Designing for Your Audience

by fightingmonk on December 31, 2009

While developing WeetWoo! for iPhone we spent an extraordinary amount of time putting ourselves into the shoes of our children. Of course, since they are OUR children, we didn’t hesitate to ask them what they thought at every turn. And being children, they didn’t hesitate to tell it like it was. In fact, some of the most valuable lessons we learned came from plopping an iPod Touch down in front of 3 and 9 year olds and letting them go.

It’s amazing how tricky it is to make something truly usable by a broad range of kids. One of my favorite details is something you’d probably never notice. In the “Album Art” view where you scroll through all of the videos in a playlist, younger kids were having problems because they couldn’t get to the video they wanted to see. It turns a few of our testers’ fine motor skills just weren’t developed enough to drag and stop at a specific video — they kept overshooting and getting frustrated. So we tuned down the scrolling speed, but then the older kids complained that it was too slow and took too many swipes to get through a long list. After kicking around ideas for a while we came up with what should have been obvious all along — make it slow for the young kids and fast for the older kids.

Hang on! Were we talking about adding yet another item to our already crowded and complex settings panel? Bad idea.

Another brainstorm, another “Duh, that’s it, why did THAT take an entire 5K run to figure out?”

Weet Woo already classifies videos into age ranges and lets you pick an age range.
We’ll just piggyback off of that setting.

So we try a bunch of speed settings for the scrolling effect, settle on one for each target age range — 3-5, 6-8, and 9+ — and we’re off to the races. It’s not something you’d necessarily ever notice, but it is something that improves the experience for our entire spectrum of target users. And that makes me smile.

Attention to detail, removing frustrations that anyone would probably live with, also makes your users happy. This morning WeetWoo was reviewed in two blogs, The iPhone Mom and AppBoy. Both of them went out of their way to mention that the experience of using the app was above and beyond what they expected, and that’s something that made them smile.

  • J. Dillingham
    I love Weet Woo and your filtering of content for our children. But, as a teacher of iPods in the schools and recognizing the safety issues for our children, access to You Tube is blocked. Do you plan for a version for schools addressing this issue? I hope so, so I can offer WeetWoo to my students and teachers who will as a result undoubtedly use your app at home, too.
    J. Dillingham
  • Many thanks for the feedback!

    Controlled access to YouTube is definitely a big issue. Our whole premise in building WeetWoo was to get closer to a safe, guided environment suitable for all kids. The limitations of the iPhone OS have made it harder to get to a perfect solution, but we keep trying to improve.

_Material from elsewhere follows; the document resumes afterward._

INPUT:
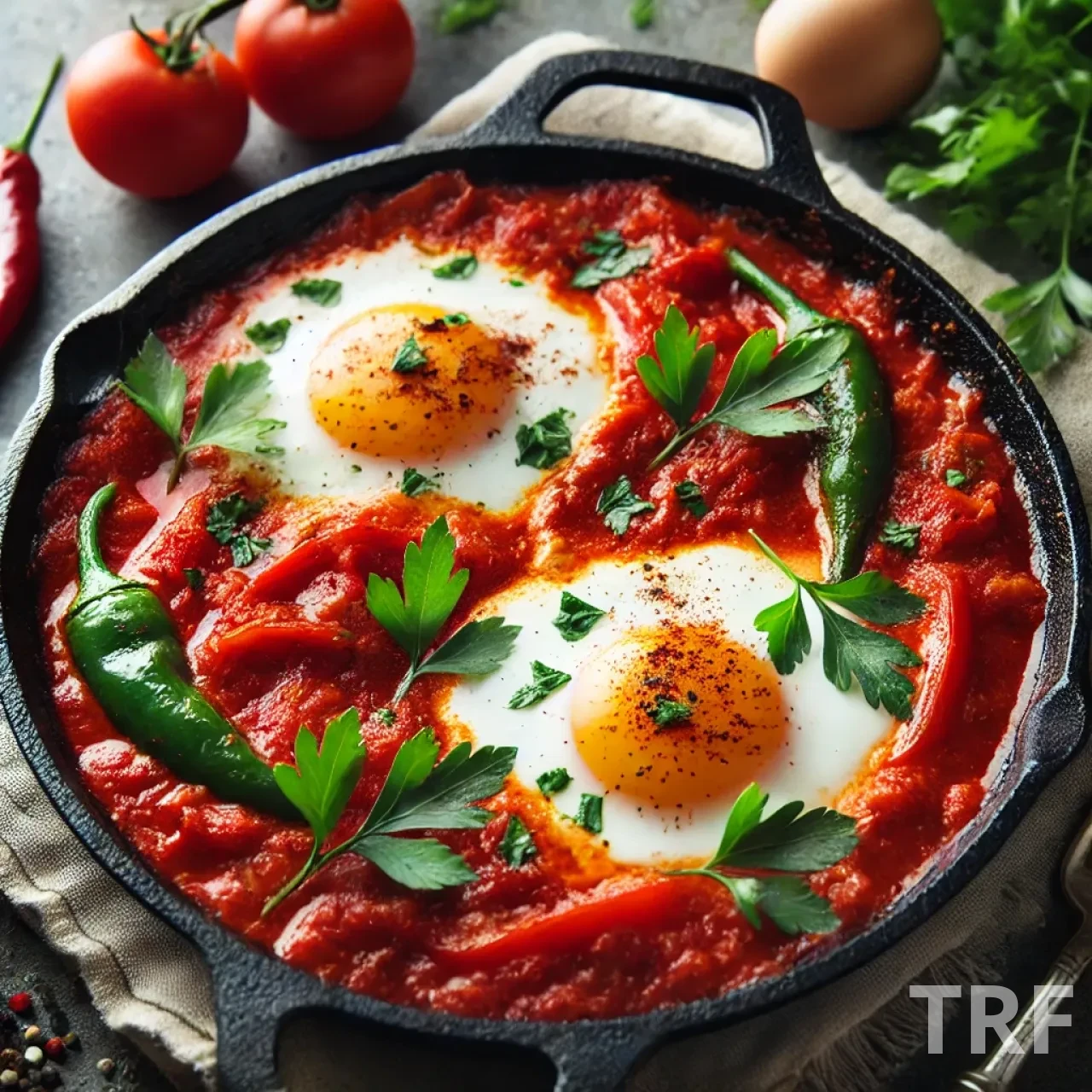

    The challenges in a school -- web filters, bandwidth constraints, liability, teacher-specific content -- pose a different set of limitations that we think we have an answer for. If you email feedback@weetwoo.com we can get you on the beta tester list -- I'd love your feedback.
  • hemp
    Why did that take an entire 5K run to figure out? Pull your head out, man! j/k

    Sometimes the most obvious solutions are the hardest ones to identify. Same goes for the simplest solutions, unfortunately.
  • For the same reason that it sometimes takes a ridiculous amount of prose to say something simple until an editor steps in and tears your heart out. We grow very firmly attached to our beliefs.